1900s Washburn Style 223 0-Size Guitar



This Style 223 is a little bit fancier than most of the same-decade Washburns I come across by way of a few engraved pearl inlays in the bound fretboard and a pretty, herringbone rosette. The neck cut is also a little less extreme (it's a medium-V with a radiused board rather than a big-honking-V) than average and would suit a fingerpicker's paws really well.

I took this in trade-for-work and I'm happy to have done so -- it's a beaut and it has a compelling sound, too. Compared to other, similar-quality makes from the time, this guy has a good amount of lush lower-mids and a clean, full sound for its size. It sounds better fingerpicked than flatpicked but it has a respectable flatpicking tone.

Unlike a lot of period ladder-braced guitars, when you dig-in with a flatpick it doesn't get as much of that compressed/zippy feeling -- the bracing absorbs the energy and kicks it back out "for use" instead, so it responds a little more like an x-braced guitar, curiously.
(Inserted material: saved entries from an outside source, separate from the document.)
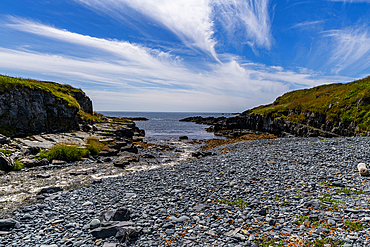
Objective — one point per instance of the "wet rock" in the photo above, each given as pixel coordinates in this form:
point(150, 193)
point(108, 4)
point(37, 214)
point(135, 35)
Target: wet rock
point(338, 184)
point(316, 204)
point(43, 175)
point(121, 162)
point(50, 190)
point(4, 139)
point(6, 164)
point(95, 223)
point(6, 223)
point(58, 162)
point(120, 214)
point(29, 163)
point(362, 169)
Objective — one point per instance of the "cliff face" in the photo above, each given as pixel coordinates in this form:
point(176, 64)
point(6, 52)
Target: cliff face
point(28, 108)
point(327, 110)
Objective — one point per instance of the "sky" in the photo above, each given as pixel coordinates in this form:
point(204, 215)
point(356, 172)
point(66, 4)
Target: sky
point(185, 55)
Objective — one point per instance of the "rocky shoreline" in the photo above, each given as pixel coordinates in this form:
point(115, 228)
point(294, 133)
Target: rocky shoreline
point(127, 151)
point(277, 192)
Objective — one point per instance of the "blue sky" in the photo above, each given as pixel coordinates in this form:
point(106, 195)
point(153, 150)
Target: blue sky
point(185, 55)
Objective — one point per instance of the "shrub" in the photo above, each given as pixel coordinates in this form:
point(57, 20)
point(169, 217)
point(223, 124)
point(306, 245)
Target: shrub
point(66, 152)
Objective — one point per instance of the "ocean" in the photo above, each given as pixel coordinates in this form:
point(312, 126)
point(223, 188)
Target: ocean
point(166, 125)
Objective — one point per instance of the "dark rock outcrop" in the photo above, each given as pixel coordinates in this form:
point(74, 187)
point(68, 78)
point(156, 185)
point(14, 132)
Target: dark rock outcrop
point(6, 164)
point(33, 111)
point(243, 124)
point(31, 107)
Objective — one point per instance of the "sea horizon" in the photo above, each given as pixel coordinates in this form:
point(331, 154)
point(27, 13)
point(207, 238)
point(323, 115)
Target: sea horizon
point(166, 125)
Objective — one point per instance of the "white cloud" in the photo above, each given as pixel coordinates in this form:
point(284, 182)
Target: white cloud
point(193, 20)
point(190, 20)
point(246, 20)
point(307, 24)
point(127, 75)
point(350, 47)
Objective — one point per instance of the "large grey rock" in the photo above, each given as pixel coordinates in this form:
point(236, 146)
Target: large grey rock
point(115, 228)
point(36, 110)
point(6, 163)
point(50, 190)
point(8, 222)
point(316, 204)
point(120, 214)
point(4, 139)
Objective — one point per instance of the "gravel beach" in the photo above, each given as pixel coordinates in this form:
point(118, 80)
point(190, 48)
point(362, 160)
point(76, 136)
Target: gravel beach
point(282, 192)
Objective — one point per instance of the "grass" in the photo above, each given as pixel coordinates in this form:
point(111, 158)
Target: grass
point(66, 152)
point(94, 146)
point(322, 242)
point(62, 91)
point(18, 165)
point(6, 152)
point(95, 117)
point(353, 225)
point(336, 102)
point(267, 242)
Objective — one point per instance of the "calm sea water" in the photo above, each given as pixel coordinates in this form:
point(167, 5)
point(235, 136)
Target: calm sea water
point(166, 125)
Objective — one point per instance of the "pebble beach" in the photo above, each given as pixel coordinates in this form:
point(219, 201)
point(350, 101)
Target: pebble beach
point(282, 192)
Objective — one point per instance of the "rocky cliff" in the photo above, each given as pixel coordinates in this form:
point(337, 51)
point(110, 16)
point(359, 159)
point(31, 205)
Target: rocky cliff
point(30, 106)
point(327, 110)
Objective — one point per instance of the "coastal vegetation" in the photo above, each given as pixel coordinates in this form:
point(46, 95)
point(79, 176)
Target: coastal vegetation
point(62, 91)
point(66, 152)
point(339, 103)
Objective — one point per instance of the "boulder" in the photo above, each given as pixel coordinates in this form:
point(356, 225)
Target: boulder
point(362, 169)
point(130, 149)
point(121, 162)
point(29, 162)
point(4, 139)
point(120, 214)
point(6, 164)
point(50, 190)
point(123, 229)
point(7, 223)
point(130, 157)
point(316, 204)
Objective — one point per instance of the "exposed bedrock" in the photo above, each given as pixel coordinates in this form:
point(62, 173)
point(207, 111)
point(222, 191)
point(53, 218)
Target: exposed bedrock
point(32, 111)
point(313, 125)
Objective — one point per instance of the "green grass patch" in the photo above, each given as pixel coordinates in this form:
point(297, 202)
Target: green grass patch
point(95, 117)
point(66, 152)
point(338, 102)
point(322, 242)
point(353, 225)
point(62, 91)
point(6, 152)
point(94, 146)
point(267, 242)
point(18, 165)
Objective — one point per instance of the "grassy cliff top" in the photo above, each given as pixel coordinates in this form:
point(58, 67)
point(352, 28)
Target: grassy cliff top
point(339, 102)
point(62, 91)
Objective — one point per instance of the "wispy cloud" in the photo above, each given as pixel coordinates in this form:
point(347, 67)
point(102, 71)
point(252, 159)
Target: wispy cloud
point(190, 20)
point(127, 71)
point(247, 21)
point(307, 24)
point(350, 48)
point(193, 20)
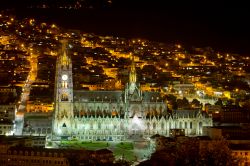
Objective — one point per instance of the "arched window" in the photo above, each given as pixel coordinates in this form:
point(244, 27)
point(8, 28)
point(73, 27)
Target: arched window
point(99, 125)
point(200, 125)
point(154, 125)
point(162, 126)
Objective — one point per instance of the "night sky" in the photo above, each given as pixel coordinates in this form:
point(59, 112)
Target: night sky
point(223, 26)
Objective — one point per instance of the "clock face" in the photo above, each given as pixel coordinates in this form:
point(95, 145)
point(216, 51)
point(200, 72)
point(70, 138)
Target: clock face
point(64, 77)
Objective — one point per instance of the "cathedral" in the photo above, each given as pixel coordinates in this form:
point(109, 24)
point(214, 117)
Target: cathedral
point(115, 115)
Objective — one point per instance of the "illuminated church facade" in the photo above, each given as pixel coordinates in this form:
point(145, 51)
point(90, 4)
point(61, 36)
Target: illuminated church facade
point(115, 115)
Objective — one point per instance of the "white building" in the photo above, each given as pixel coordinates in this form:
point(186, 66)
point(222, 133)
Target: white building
point(115, 115)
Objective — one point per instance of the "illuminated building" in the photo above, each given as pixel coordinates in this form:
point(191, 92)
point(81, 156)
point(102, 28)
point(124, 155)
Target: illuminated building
point(115, 115)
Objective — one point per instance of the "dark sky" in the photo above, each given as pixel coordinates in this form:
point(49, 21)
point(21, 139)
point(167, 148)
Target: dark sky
point(204, 23)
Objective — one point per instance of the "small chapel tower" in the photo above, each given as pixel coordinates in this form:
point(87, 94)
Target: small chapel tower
point(63, 107)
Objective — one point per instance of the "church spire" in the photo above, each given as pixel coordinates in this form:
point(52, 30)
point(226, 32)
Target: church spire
point(65, 59)
point(132, 74)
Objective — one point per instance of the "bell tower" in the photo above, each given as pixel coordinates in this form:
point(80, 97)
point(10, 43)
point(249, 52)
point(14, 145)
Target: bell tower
point(63, 100)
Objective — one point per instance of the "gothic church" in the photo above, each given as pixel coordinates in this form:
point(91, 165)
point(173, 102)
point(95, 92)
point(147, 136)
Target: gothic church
point(115, 115)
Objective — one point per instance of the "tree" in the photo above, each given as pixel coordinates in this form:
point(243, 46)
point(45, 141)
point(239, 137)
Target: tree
point(218, 102)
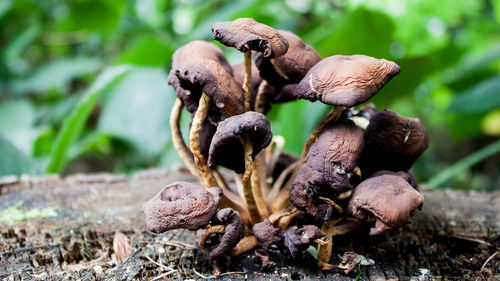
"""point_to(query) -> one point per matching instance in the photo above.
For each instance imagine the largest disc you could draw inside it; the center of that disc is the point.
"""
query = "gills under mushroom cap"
(346, 80)
(181, 205)
(226, 148)
(325, 174)
(210, 77)
(391, 199)
(291, 67)
(197, 49)
(246, 34)
(392, 142)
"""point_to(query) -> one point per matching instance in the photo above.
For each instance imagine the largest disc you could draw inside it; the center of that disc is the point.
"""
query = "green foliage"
(65, 96)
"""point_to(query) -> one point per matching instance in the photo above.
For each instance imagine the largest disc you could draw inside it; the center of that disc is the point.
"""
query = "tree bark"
(451, 238)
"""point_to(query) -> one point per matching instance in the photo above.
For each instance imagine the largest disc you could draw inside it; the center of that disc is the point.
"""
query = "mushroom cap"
(233, 233)
(391, 199)
(330, 159)
(267, 234)
(197, 49)
(298, 240)
(181, 205)
(346, 80)
(392, 142)
(291, 67)
(246, 34)
(208, 76)
(226, 148)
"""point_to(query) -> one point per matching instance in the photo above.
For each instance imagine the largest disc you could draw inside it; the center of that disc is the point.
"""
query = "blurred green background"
(83, 82)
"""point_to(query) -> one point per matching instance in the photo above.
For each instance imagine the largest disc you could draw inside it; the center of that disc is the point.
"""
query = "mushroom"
(228, 223)
(325, 174)
(181, 205)
(193, 50)
(297, 240)
(267, 234)
(245, 134)
(392, 142)
(389, 198)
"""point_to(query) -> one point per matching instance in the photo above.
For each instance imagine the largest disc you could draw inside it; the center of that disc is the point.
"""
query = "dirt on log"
(451, 238)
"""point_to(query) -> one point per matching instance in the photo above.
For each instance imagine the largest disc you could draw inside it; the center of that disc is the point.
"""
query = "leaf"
(55, 74)
(478, 99)
(137, 110)
(73, 125)
(14, 161)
Still, because it's lightly-built, the heaviest strings I suggest are 46w-10 on this. Though technically a classical/gut-strung guitar when it was made, the necks on these have steel reinforcement internally and the bracing is stiff-enough for 10s E-to-E or 11s tuned Eb-to-Eb. Washburns are interesting because some (like this one) sound better with steel while others (like models made just a few years before) sound much better with gut/nylon.

As far as materials -- it's a solid spruce top over solid Brazilian rosewood sides. Yes, the rosewood gives it a creamier, darker sound and a lot more lingering sustain over something this size with mahogany or maple back and sides -- which tend towards more "bark."
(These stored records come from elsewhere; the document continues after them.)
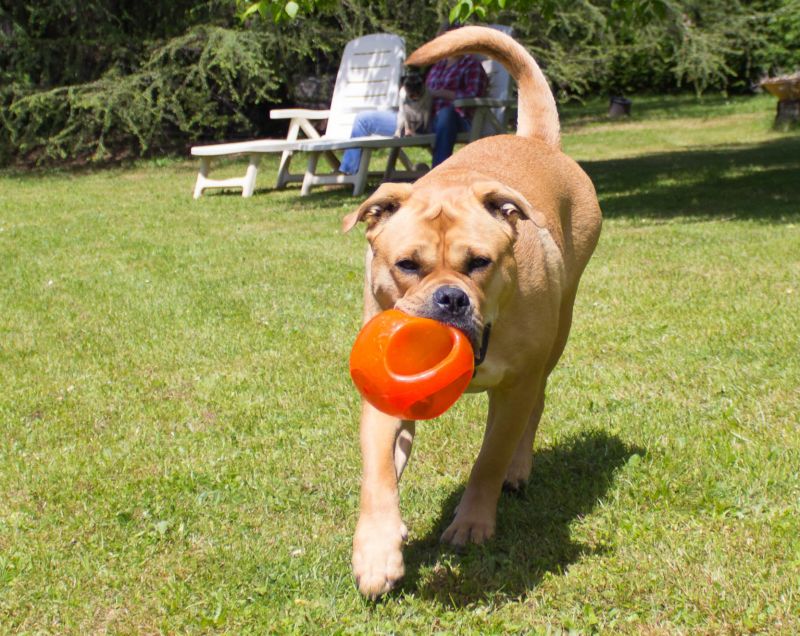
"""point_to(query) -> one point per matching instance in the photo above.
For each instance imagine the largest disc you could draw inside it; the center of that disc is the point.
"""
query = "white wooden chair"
(490, 117)
(368, 79)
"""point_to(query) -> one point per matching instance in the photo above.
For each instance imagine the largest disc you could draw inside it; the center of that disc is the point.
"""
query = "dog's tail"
(537, 115)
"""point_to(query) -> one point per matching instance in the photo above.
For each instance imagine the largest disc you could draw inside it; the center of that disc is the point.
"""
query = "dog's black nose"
(452, 300)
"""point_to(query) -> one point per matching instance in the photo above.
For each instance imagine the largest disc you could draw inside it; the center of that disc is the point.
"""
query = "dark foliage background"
(100, 80)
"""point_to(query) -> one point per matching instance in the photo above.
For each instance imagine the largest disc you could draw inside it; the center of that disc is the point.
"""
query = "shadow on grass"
(757, 182)
(533, 527)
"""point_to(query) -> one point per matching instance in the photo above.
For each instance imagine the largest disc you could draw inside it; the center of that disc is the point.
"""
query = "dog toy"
(409, 367)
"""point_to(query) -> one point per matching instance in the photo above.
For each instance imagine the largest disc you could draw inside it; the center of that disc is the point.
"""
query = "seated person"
(449, 79)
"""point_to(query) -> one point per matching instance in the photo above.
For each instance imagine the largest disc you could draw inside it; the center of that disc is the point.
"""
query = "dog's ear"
(386, 200)
(506, 204)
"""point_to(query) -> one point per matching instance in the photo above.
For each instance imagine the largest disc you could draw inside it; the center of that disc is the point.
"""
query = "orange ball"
(409, 367)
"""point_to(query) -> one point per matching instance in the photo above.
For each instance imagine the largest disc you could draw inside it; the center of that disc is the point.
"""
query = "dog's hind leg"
(509, 414)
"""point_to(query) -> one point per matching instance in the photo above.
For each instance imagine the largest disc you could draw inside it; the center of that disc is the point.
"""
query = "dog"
(493, 241)
(416, 102)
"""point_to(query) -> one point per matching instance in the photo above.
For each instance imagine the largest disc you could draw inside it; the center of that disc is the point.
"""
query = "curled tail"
(537, 116)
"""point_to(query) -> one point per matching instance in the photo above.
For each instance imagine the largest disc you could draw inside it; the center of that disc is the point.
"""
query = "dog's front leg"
(509, 413)
(378, 541)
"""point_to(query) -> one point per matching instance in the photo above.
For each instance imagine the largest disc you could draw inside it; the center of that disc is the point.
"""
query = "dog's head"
(444, 253)
(414, 85)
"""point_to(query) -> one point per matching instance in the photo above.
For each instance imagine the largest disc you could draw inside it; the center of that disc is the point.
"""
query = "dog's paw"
(468, 529)
(378, 556)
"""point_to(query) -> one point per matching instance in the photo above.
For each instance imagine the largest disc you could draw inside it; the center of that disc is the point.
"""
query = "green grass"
(178, 432)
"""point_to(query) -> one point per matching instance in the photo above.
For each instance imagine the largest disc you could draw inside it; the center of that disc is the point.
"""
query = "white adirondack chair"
(368, 79)
(490, 117)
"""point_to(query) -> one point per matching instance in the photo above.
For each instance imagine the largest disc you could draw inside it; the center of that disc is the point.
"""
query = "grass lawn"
(178, 431)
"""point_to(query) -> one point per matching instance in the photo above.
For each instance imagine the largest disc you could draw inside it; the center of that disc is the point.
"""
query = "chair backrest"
(499, 85)
(368, 79)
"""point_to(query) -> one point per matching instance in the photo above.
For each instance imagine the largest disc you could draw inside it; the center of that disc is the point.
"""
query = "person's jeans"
(371, 122)
(446, 125)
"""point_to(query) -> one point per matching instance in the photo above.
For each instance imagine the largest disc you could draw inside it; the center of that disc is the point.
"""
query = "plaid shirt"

Repairs included: a neck reset, fret level/dress, binding reglues, side dots install, removal of damaged old bridge and replacement with a new, pyramid-style ebony one, new bone saddle, new ebony pins, seam repairs, hairline crack repairs, re-repair/minor touch-up to some big cracks on the bass-side at the waist and running to near the endblock, replacement StewMac repro (aged) tuners, cleaning, and setup.
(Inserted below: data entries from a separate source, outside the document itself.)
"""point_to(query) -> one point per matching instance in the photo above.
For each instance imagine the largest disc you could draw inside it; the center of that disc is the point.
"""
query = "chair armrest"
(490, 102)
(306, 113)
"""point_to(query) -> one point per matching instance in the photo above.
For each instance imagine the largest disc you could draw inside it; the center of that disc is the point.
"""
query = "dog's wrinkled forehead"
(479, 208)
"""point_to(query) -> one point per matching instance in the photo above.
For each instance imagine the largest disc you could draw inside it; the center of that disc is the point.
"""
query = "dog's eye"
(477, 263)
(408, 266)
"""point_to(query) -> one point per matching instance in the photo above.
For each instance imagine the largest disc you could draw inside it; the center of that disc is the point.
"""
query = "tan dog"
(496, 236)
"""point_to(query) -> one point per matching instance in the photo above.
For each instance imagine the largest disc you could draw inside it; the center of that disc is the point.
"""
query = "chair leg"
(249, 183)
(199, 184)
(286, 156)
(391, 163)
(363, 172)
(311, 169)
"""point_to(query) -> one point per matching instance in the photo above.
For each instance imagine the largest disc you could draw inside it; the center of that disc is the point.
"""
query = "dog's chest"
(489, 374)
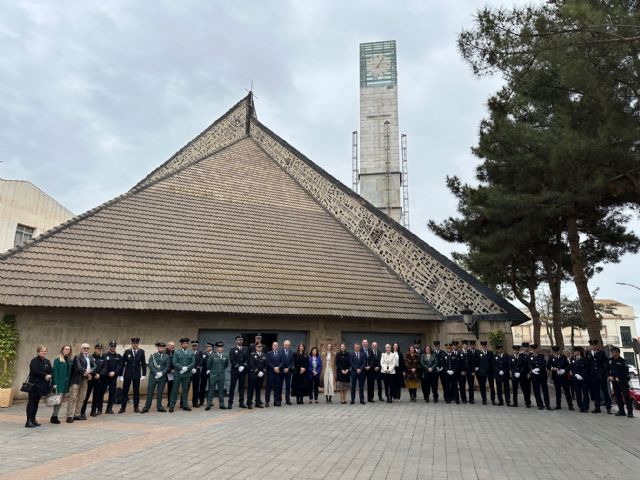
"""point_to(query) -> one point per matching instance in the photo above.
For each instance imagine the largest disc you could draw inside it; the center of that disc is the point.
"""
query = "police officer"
(96, 384)
(598, 382)
(217, 364)
(502, 376)
(113, 367)
(560, 368)
(183, 362)
(485, 369)
(538, 369)
(619, 377)
(238, 357)
(158, 368)
(257, 365)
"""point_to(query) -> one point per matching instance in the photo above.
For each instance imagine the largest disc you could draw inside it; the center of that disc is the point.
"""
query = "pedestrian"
(388, 363)
(314, 371)
(329, 373)
(61, 377)
(158, 368)
(183, 364)
(412, 372)
(40, 375)
(83, 367)
(134, 370)
(619, 378)
(300, 377)
(429, 374)
(343, 372)
(217, 365)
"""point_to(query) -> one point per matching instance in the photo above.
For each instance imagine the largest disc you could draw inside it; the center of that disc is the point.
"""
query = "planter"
(6, 397)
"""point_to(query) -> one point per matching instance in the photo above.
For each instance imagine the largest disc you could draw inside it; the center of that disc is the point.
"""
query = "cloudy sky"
(97, 94)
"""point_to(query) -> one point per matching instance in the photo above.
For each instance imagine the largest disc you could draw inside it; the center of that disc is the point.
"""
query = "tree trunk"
(580, 279)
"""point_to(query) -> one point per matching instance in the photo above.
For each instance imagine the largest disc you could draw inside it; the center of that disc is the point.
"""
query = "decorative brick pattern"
(435, 281)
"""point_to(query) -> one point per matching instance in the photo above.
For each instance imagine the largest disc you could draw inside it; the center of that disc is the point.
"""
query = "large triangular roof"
(238, 221)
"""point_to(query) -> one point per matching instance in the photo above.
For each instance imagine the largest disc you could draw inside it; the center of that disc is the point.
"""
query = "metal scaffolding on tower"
(405, 182)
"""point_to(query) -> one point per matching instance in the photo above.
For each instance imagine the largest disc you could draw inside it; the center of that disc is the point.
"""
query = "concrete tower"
(379, 170)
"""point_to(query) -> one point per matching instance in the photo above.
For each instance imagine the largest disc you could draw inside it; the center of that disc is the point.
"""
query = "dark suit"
(134, 367)
(358, 362)
(274, 379)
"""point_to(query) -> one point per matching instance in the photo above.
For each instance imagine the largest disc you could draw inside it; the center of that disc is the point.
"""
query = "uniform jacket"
(183, 359)
(134, 365)
(217, 364)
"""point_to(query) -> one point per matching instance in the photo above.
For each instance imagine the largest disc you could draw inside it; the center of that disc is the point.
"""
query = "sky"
(95, 95)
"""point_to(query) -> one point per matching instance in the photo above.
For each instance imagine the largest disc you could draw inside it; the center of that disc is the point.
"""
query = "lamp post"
(470, 322)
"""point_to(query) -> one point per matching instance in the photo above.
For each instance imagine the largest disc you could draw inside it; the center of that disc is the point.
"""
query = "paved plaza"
(378, 441)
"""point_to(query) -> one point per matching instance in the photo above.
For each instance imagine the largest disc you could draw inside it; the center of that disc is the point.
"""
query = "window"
(625, 335)
(23, 233)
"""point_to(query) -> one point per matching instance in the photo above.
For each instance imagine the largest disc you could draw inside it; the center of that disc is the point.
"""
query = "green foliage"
(496, 337)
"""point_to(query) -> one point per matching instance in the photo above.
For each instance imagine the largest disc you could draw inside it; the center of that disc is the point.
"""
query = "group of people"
(577, 374)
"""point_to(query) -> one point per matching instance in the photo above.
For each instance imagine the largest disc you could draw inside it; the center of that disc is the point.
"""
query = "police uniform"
(113, 367)
(184, 361)
(257, 365)
(158, 368)
(217, 364)
(238, 358)
(619, 376)
(560, 369)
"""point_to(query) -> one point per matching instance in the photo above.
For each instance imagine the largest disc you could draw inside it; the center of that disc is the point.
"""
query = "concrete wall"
(23, 203)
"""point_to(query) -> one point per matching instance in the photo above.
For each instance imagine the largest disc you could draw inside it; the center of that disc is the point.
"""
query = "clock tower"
(379, 174)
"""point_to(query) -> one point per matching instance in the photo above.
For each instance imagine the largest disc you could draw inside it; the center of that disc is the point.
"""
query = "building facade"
(26, 212)
(238, 233)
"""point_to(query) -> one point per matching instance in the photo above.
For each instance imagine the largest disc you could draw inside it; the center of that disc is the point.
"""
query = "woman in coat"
(61, 377)
(40, 371)
(329, 374)
(343, 372)
(300, 382)
(314, 370)
(388, 371)
(429, 368)
(412, 372)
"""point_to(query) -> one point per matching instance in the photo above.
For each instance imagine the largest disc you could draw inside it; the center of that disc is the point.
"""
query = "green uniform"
(158, 364)
(217, 364)
(181, 359)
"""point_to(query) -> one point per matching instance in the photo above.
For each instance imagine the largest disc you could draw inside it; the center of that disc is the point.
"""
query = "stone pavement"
(377, 441)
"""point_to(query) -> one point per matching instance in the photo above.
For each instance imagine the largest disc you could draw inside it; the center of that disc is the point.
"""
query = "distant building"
(618, 329)
(26, 212)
Setup notes: it plays perfectly with 3/32" EA and 1/16" DGBE action at the 12th fret. The neck is straight and while the frets are low and small (like they were when it was made), there's still a decent amount of meat left in them. I reset the neck angle so it'd run with a low-ish saddle (just like on the original-height, damaged original bridge) so there's not a lot of adjustment room, but there is some and it's been stable since stringing. The new slot is drop-in so shim-up height adjustments are quick and painless. String gauges are 46w, 36w, 26w, 18w, 13, 10 extra lights.

Scale length: 24 3/4"

Nut width: 1 7/8"

String spacing at nut: 1 5/8"

String spacing at bridge: 2 3/8"

Body length: 18 1/2"

Lower bout width: 13"

Side depth at endpin: 4 1/8"

Top wood: solid spruce

Back & sides wood: solid Brazilian rosewood

Bracing type: ladder

Fretboard: ebony

Bridge: ebony

Neck feel: medium V-shape, ~12-14" board radius

Neck wood: Spanish cedar or mahogany?

Weight: 3 lb 4 oz


Condition notes: there's a couple long, old crack repairs to the bass-side. They're stable but ugly and were ugly to begin-with. There's also some finish muck-up around the bridge edges due to a sloppy old repair of the original (cracked) bridge. Aside from that there's minor usewear/scratches throughout and a few white-colored small scuffs here and there. It does look nice overall, though, and the back of the neck feels and looks clean and good. The top has aged-in well, too, with a buttery-yellow color and some pickwear at the soundhole. The bridge, saddle, pins, and tuners are all replacements but look "right." There are some filled tiny screwholes at the headstock's sides (from where mismatched tuners had been) and at the endpin area (from where a tailpiece had been added before my time).